Absolutely! When I was in the military there were rules governing the wearing of jewelry for this very reason.


----------



## Klikmaus (Jun 12, 2017)

Keith C said:


> Please be careful Brother, especially if you work independently or at a very small company with no EHS department.  Doing manual labor or working around machinery is made more hazardous by wearing a ring.  Whenever I go into the Manufacturing plant where I work (and that is most of every day) I have to remove all jewelry.  Wear your light where is it safe, but take good care as wearing a ring isn't worth losing a hand or finger.

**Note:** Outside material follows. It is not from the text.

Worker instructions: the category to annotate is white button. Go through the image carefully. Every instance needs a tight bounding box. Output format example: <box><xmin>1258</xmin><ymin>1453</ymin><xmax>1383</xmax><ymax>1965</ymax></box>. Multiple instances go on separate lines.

I appreciate your concern, most of what I do a ring is of very little concern if any at all. Working with spray foam the biggest issue is the over spray gets EVERYWHERE. One of my co-workers is also one of my lodge brothers, we also have a side venture building machinery for the industry where we DO remove our jewelry while running the lathe, mill, band saw etc....


----------



## Brother JC (Jun 13, 2017)

Stainless and titanium rings are doubly dangerous as they don't break like silver or gold. I wore an empty chain under my shirt that I would put my wedding band on when working with machines.


----------



## Warrior1256 (Jun 13, 2017)

Brother JC said:


> I wore an empty chain under my shirt that I would put my wedding band on when working with machines.


Great idea!


----------



## Brandon T Cole ᎡᏙᎰᎢ (Jun 13, 2017)

I got my Masonic ring for under $5. It's proven to be durable.







Sent from my XT1094 using My Freemasonry mobile app


----------



## Ripcord22A (Jun 13, 2017)

Brandon T Cole ᎡᏙᎰᎢ said:


> I got my Masonic ring for under $5. It's proven to be durable.
> 
> 
> 
> ...


Where?

Sent from my LG-H918 using My Freemasonry mobile app


----------



## Brandon T Cole ᎡᏙᎰᎢ (Jun 13, 2017)

I got it off of Amazon.

Sent from my XT1094 using My Freemasonry mobile app


----------



## Brandon T Cole ᎡᏙᎰᎢ (Jun 13, 2017)

https://www.amazon.com/gp/your-acco...8104234&returnSummaryId=&shipmentId=D02KQBFdN

Sent from my XT1094 using My Freemasonry mobile app


----------



## Warrior1256 (Jun 13, 2017)

I wear a stainless steel Knights Templar ring that I have gotten a lot of compliments on. $60.00.


----------



## Brandon T Cole ᎡᏙᎰᎢ (Jun 13, 2017)

Whoops, that other link was wrong. Here's the real one:

https://www.amazon.com/gp/aw/d/B01N66NILN/ref=yo_ii_img?ie=UTF8&psc=1

It looks like the price has gone up since then, though.

Sent from my XT1094 using My Freemasonry mobile app


----------



## Randy81 (Aug 19, 2017)

I have a ring from jems by jem. Same rings pretty much as Gordon. I paid $85 and I love it. Wear it everyday, and still looks great. Takes around a month or so to get the ring but worth the wait!


----------



## Warrior1256 (Aug 19, 2017)

Randy81 said:


> I have a ring from jems by jem. Same rings pretty much as Gordon. I paid $85 and I love it. Wear it everyday, and still looks great. Takes around a month or so to get the ring but worth the wait!


I have been on this website. Good looking rings.


----------